Austin said his historically accurate drawing, complete with a horse statue in the window of the old feed store, was drawn using a ruler and pencil.
"We were learning about rulers and measurement in art class," he said.
The 11-year-old is familiar with his spot on the wall because for the past five years, that's where his artwork has hung at the Jackson All-District Art Exhibit. In several years, Austin's art will hang from display boards in the center of the room, where the high school artwork is displayed -- at least that's what his mother, Martha Austin, hopes.
"I think he's got some talent. I hope he pursues art in junior high and high school," Martha Austin said Sunday afternoon.

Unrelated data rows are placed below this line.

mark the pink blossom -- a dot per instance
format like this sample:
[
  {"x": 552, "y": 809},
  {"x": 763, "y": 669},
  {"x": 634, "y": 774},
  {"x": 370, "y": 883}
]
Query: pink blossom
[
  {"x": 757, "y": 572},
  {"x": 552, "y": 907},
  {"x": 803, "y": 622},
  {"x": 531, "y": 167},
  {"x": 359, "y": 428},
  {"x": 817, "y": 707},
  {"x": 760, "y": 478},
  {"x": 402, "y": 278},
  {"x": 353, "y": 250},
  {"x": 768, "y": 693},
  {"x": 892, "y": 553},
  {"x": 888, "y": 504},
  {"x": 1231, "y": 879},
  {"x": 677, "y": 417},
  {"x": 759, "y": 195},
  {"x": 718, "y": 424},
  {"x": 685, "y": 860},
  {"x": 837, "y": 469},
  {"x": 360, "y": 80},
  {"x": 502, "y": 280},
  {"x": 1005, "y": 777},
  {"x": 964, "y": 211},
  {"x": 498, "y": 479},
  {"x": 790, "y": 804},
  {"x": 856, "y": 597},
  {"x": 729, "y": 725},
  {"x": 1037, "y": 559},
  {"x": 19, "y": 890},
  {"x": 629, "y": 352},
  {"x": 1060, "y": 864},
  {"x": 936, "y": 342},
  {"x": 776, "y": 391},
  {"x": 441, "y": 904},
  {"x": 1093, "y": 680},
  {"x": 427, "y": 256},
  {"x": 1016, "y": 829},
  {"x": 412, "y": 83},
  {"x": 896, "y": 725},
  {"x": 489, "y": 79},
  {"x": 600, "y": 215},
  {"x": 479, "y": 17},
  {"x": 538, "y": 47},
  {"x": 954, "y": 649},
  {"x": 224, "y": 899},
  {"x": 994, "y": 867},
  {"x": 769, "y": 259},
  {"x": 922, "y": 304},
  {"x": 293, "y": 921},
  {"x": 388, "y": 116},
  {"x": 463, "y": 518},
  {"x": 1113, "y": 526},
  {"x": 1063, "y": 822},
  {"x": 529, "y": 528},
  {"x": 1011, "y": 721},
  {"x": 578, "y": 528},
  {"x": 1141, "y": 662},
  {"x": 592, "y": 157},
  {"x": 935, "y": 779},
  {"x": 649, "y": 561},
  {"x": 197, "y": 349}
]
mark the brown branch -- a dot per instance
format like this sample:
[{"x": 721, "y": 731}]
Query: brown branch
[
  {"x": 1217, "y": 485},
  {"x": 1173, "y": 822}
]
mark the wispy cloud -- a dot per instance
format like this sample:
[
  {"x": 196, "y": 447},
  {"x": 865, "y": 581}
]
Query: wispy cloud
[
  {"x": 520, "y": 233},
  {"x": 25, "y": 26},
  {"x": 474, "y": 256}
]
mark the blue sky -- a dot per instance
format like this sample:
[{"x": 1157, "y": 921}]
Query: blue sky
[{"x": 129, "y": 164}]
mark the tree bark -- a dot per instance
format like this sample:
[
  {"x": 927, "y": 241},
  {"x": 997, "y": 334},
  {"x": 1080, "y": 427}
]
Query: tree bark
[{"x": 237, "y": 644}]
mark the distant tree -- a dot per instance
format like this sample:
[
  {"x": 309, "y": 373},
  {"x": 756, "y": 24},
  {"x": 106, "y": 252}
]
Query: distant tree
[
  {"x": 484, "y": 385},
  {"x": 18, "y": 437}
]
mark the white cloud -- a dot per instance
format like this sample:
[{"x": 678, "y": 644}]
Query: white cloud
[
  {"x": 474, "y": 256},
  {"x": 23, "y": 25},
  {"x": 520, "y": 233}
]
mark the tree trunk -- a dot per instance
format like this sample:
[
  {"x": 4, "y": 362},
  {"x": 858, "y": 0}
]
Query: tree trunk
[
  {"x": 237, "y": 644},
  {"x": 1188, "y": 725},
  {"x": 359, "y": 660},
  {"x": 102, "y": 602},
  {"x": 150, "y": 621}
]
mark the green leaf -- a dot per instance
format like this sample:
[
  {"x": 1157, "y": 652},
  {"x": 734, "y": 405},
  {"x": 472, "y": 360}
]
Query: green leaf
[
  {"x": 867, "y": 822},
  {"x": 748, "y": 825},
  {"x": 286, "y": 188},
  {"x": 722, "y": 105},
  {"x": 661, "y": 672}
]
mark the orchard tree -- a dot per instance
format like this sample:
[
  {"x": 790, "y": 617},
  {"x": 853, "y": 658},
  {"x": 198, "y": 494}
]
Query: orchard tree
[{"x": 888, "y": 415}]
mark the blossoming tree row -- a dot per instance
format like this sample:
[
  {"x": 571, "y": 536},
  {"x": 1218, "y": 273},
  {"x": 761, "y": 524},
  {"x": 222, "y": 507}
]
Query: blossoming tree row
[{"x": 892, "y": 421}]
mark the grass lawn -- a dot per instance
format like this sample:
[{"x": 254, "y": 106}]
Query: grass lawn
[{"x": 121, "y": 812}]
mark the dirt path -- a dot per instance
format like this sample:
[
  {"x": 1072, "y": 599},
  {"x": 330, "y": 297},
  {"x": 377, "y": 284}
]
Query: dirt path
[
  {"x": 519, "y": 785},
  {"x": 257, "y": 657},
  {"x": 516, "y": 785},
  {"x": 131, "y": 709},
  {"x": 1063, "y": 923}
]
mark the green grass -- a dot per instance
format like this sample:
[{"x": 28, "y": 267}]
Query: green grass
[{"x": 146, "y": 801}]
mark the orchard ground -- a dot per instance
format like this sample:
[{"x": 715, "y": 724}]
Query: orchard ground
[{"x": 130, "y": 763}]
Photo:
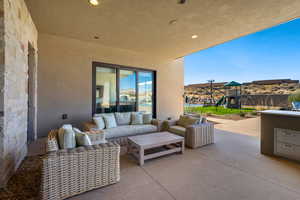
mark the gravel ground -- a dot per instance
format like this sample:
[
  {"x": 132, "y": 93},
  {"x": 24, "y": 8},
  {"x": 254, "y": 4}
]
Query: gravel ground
[{"x": 25, "y": 182}]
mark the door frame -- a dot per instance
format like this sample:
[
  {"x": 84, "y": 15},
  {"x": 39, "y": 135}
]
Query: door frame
[
  {"x": 32, "y": 94},
  {"x": 118, "y": 68}
]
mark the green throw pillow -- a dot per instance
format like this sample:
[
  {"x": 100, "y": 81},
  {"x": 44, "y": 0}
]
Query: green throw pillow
[
  {"x": 110, "y": 120},
  {"x": 136, "y": 119},
  {"x": 147, "y": 118},
  {"x": 82, "y": 139},
  {"x": 99, "y": 122}
]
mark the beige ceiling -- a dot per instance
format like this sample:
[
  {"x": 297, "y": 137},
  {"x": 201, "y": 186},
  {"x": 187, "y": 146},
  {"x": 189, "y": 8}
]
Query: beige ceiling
[{"x": 143, "y": 25}]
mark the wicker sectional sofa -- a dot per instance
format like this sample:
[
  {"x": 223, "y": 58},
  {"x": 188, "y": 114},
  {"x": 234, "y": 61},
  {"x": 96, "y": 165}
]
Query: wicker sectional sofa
[
  {"x": 120, "y": 133},
  {"x": 68, "y": 172},
  {"x": 196, "y": 135}
]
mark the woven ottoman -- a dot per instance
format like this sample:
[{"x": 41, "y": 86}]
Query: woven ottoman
[{"x": 199, "y": 135}]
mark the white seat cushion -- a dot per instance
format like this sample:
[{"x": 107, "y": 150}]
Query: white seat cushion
[
  {"x": 129, "y": 130},
  {"x": 123, "y": 118}
]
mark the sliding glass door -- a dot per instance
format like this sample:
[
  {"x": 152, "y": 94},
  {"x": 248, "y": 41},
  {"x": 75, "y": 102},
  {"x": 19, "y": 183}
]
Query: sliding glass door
[
  {"x": 105, "y": 90},
  {"x": 127, "y": 85},
  {"x": 145, "y": 94},
  {"x": 122, "y": 89}
]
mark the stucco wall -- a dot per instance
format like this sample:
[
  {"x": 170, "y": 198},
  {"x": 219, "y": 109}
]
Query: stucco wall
[
  {"x": 19, "y": 30},
  {"x": 65, "y": 80}
]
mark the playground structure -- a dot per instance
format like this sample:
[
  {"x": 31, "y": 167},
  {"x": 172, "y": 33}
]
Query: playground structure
[{"x": 233, "y": 97}]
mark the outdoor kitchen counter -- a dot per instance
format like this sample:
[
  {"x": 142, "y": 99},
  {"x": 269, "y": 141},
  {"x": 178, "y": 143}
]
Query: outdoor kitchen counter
[{"x": 277, "y": 119}]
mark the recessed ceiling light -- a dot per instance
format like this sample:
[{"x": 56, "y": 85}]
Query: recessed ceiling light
[{"x": 94, "y": 2}]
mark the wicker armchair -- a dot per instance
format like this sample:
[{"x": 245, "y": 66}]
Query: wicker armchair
[
  {"x": 196, "y": 135},
  {"x": 68, "y": 172}
]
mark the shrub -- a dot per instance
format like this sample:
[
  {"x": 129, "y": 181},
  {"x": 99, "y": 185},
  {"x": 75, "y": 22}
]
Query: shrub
[{"x": 295, "y": 96}]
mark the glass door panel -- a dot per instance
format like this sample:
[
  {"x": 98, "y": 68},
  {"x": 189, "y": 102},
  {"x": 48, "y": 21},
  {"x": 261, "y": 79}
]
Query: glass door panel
[
  {"x": 127, "y": 88},
  {"x": 145, "y": 88},
  {"x": 106, "y": 96}
]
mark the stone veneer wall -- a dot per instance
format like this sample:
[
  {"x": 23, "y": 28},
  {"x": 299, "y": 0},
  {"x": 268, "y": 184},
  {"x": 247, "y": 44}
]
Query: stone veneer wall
[{"x": 19, "y": 32}]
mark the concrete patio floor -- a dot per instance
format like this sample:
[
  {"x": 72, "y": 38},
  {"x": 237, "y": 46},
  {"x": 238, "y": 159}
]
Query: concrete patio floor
[{"x": 232, "y": 169}]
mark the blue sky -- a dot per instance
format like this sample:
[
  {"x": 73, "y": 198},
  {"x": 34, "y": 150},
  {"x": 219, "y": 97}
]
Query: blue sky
[{"x": 269, "y": 54}]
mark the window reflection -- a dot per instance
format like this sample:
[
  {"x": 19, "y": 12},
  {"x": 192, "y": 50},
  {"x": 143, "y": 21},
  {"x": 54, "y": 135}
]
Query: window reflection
[{"x": 145, "y": 85}]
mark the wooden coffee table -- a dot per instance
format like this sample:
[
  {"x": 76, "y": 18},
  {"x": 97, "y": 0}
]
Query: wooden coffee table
[{"x": 144, "y": 147}]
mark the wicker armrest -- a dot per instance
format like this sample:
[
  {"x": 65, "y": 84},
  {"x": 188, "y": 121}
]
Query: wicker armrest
[
  {"x": 168, "y": 123},
  {"x": 69, "y": 172},
  {"x": 157, "y": 123},
  {"x": 88, "y": 126}
]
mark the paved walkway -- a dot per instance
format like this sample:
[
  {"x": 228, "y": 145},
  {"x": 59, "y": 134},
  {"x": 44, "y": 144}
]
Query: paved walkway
[{"x": 249, "y": 126}]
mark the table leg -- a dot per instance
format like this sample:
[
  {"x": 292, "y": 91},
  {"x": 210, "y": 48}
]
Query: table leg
[{"x": 141, "y": 156}]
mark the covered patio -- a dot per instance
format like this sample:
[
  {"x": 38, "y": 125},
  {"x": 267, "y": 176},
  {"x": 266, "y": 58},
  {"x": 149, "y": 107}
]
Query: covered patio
[{"x": 53, "y": 51}]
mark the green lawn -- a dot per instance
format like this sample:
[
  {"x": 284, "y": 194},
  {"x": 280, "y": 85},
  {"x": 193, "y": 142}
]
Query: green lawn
[{"x": 218, "y": 110}]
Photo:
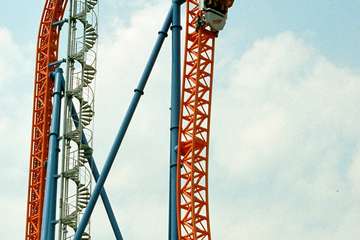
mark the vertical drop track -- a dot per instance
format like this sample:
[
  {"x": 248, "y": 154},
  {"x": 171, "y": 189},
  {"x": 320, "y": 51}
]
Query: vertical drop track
[
  {"x": 193, "y": 152},
  {"x": 46, "y": 53}
]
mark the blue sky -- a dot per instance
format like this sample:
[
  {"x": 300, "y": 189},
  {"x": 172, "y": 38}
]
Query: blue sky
[
  {"x": 330, "y": 26},
  {"x": 285, "y": 143}
]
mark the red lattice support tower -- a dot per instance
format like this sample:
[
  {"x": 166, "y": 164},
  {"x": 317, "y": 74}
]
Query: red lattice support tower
[
  {"x": 193, "y": 154},
  {"x": 47, "y": 52}
]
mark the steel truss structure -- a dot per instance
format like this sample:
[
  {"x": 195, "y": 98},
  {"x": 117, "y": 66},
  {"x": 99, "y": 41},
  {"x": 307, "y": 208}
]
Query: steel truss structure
[
  {"x": 189, "y": 128},
  {"x": 193, "y": 154}
]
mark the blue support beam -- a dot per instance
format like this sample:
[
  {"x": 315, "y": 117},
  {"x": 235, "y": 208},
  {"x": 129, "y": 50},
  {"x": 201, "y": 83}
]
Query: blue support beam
[
  {"x": 95, "y": 173},
  {"x": 49, "y": 209},
  {"x": 174, "y": 124},
  {"x": 139, "y": 91}
]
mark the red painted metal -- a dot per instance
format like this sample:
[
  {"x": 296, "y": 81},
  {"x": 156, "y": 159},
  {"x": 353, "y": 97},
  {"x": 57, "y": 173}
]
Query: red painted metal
[
  {"x": 47, "y": 52},
  {"x": 193, "y": 154}
]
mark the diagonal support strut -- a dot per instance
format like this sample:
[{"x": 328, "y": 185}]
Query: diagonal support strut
[{"x": 138, "y": 92}]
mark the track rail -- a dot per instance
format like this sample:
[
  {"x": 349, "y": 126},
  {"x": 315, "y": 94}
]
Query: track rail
[
  {"x": 194, "y": 126},
  {"x": 46, "y": 53}
]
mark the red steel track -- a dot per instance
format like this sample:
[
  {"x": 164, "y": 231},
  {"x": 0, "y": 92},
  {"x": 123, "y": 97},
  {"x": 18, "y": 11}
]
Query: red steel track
[
  {"x": 47, "y": 52},
  {"x": 193, "y": 154}
]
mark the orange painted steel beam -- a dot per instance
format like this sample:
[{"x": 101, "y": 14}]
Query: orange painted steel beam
[
  {"x": 194, "y": 126},
  {"x": 46, "y": 53}
]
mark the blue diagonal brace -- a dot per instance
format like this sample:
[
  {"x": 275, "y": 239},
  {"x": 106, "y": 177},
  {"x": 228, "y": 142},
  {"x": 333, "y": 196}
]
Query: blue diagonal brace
[
  {"x": 139, "y": 91},
  {"x": 95, "y": 173}
]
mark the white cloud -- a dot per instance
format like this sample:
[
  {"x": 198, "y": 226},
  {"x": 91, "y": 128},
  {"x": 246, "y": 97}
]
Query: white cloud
[
  {"x": 284, "y": 162},
  {"x": 287, "y": 149},
  {"x": 15, "y": 122}
]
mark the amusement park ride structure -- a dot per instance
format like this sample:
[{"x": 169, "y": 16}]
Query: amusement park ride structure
[{"x": 189, "y": 130}]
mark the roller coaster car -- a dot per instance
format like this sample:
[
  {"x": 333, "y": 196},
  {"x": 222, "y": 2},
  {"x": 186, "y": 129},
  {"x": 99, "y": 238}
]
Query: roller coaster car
[{"x": 214, "y": 13}]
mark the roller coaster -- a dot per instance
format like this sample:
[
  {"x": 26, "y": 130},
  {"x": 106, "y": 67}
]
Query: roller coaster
[{"x": 61, "y": 152}]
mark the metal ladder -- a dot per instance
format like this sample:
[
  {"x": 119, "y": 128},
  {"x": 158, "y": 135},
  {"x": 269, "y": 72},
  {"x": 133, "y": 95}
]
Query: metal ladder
[{"x": 80, "y": 76}]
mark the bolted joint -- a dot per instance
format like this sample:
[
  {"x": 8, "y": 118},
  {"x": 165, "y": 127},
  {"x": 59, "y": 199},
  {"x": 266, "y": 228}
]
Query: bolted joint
[
  {"x": 163, "y": 33},
  {"x": 174, "y": 27},
  {"x": 139, "y": 91}
]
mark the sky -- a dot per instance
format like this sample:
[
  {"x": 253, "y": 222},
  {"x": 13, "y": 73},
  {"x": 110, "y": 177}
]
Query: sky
[{"x": 285, "y": 138}]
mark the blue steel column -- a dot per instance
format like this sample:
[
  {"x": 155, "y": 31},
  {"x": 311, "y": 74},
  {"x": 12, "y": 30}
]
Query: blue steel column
[
  {"x": 174, "y": 124},
  {"x": 139, "y": 91},
  {"x": 49, "y": 213},
  {"x": 95, "y": 173}
]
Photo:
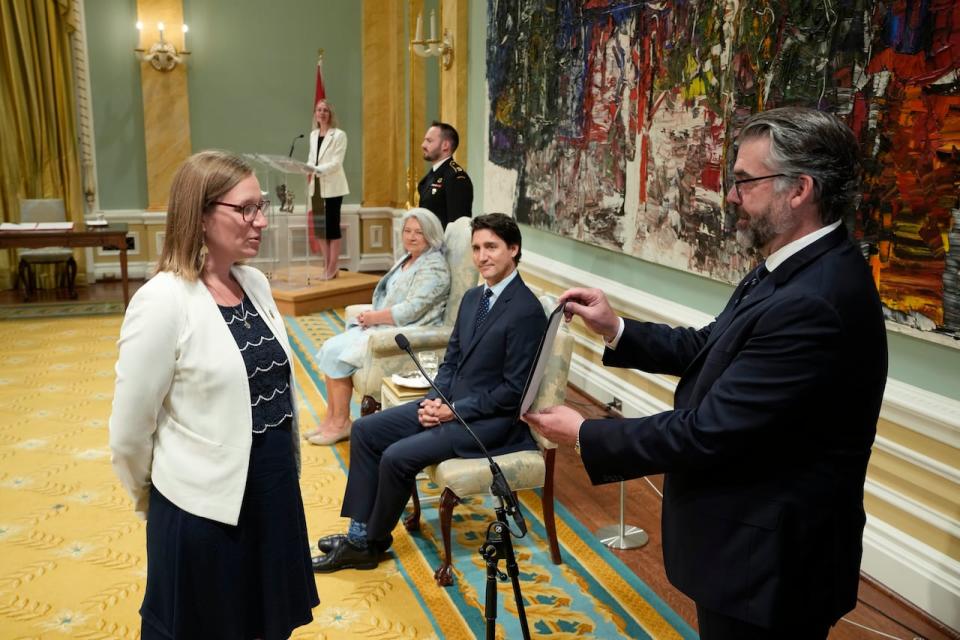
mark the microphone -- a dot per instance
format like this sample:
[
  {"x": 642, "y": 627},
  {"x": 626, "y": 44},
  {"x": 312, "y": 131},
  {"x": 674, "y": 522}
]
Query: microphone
[
  {"x": 499, "y": 488},
  {"x": 293, "y": 144}
]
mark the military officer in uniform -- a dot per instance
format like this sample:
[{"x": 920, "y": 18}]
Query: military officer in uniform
[{"x": 446, "y": 190}]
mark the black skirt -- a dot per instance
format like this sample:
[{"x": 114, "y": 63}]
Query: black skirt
[
  {"x": 326, "y": 214},
  {"x": 207, "y": 579}
]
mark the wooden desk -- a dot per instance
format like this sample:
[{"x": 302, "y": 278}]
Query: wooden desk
[{"x": 113, "y": 236}]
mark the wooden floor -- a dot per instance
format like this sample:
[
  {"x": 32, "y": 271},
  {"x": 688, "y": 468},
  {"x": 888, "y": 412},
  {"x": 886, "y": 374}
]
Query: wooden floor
[{"x": 877, "y": 609}]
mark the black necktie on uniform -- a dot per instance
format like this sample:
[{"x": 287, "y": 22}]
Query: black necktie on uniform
[
  {"x": 483, "y": 309},
  {"x": 759, "y": 274}
]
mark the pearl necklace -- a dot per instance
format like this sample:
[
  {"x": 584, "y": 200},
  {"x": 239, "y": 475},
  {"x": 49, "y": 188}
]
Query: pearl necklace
[{"x": 243, "y": 313}]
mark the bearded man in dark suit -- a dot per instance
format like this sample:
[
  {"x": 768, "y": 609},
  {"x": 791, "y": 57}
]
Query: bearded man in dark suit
[{"x": 765, "y": 452}]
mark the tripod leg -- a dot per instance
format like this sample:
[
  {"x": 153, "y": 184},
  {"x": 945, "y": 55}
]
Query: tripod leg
[
  {"x": 514, "y": 572},
  {"x": 490, "y": 603}
]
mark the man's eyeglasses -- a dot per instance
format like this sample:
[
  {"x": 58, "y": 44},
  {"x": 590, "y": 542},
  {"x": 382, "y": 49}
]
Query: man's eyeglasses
[
  {"x": 248, "y": 211},
  {"x": 736, "y": 183}
]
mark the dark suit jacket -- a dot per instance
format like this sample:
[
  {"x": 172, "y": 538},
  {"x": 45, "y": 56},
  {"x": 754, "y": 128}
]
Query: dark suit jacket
[
  {"x": 483, "y": 372},
  {"x": 766, "y": 450},
  {"x": 447, "y": 192}
]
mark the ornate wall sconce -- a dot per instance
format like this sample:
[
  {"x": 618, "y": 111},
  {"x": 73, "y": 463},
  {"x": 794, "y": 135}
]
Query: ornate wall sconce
[
  {"x": 433, "y": 47},
  {"x": 162, "y": 56}
]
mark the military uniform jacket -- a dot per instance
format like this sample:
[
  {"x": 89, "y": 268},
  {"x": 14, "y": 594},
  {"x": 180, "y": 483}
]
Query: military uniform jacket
[{"x": 447, "y": 192}]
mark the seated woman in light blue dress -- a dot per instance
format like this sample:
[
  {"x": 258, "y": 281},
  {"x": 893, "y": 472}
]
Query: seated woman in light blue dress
[{"x": 413, "y": 293}]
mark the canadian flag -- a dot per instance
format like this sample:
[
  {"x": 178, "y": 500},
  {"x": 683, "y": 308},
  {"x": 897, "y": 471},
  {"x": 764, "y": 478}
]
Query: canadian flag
[
  {"x": 316, "y": 220},
  {"x": 320, "y": 93}
]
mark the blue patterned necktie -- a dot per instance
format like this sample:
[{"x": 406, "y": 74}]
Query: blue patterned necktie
[
  {"x": 483, "y": 309},
  {"x": 758, "y": 275}
]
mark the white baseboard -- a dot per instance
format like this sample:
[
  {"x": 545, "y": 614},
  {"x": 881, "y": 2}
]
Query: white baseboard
[
  {"x": 111, "y": 271},
  {"x": 922, "y": 575}
]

More than 600 pieces of kindergarten through high school students' artwork was on display over the weekend at the Jackson Art Department's annual exhibit. The student's work included drawings, paintings, printmaking, sculptures and fibers.
Carol Horst, South Elementary School art teacher, said the art exhibit has been held for approximately 14 years.
"Art is meant to be seen and this is a way for all of our students to show off their work. By having this exhibit open for all students, the elementary students can see what happens if they stay in the art program," Horst said.
It also helps Jackson's art teachers to continually try to improve their curriculums. "It helps me want to be a better art teacher. We can see what areas we need to improve on and where we can make changes in the program," Horst said.
In addition to the displayed artwork, various hands-on art centers were located throughout the room. The public had the opportunity to make jewelry, sculpt clay finger puppets and have their portraits drawn by upper level art students.
Lauren Fisher, 7, and Sydney Bratina, 8, sat at a table making animal finger puppets out of clay. Jackson Middle School art teacher, Leigh Rampley, helped both girls with their creations.
"I'm making a ladybug for my teacher," Bratina said as she drew black spots onto the clay.
Fisher was in the process of making her fourth finger puppet, a cat.
Students who participated in the hands-on activities were required to pay $1 for the materials; all money raised will help buy supplies for next year's art exhibit.
As Bratina finished creating her ladybug on Sunday, she discussed her favorite subject in school.
"It used to be math, but now it's art," Bratina said.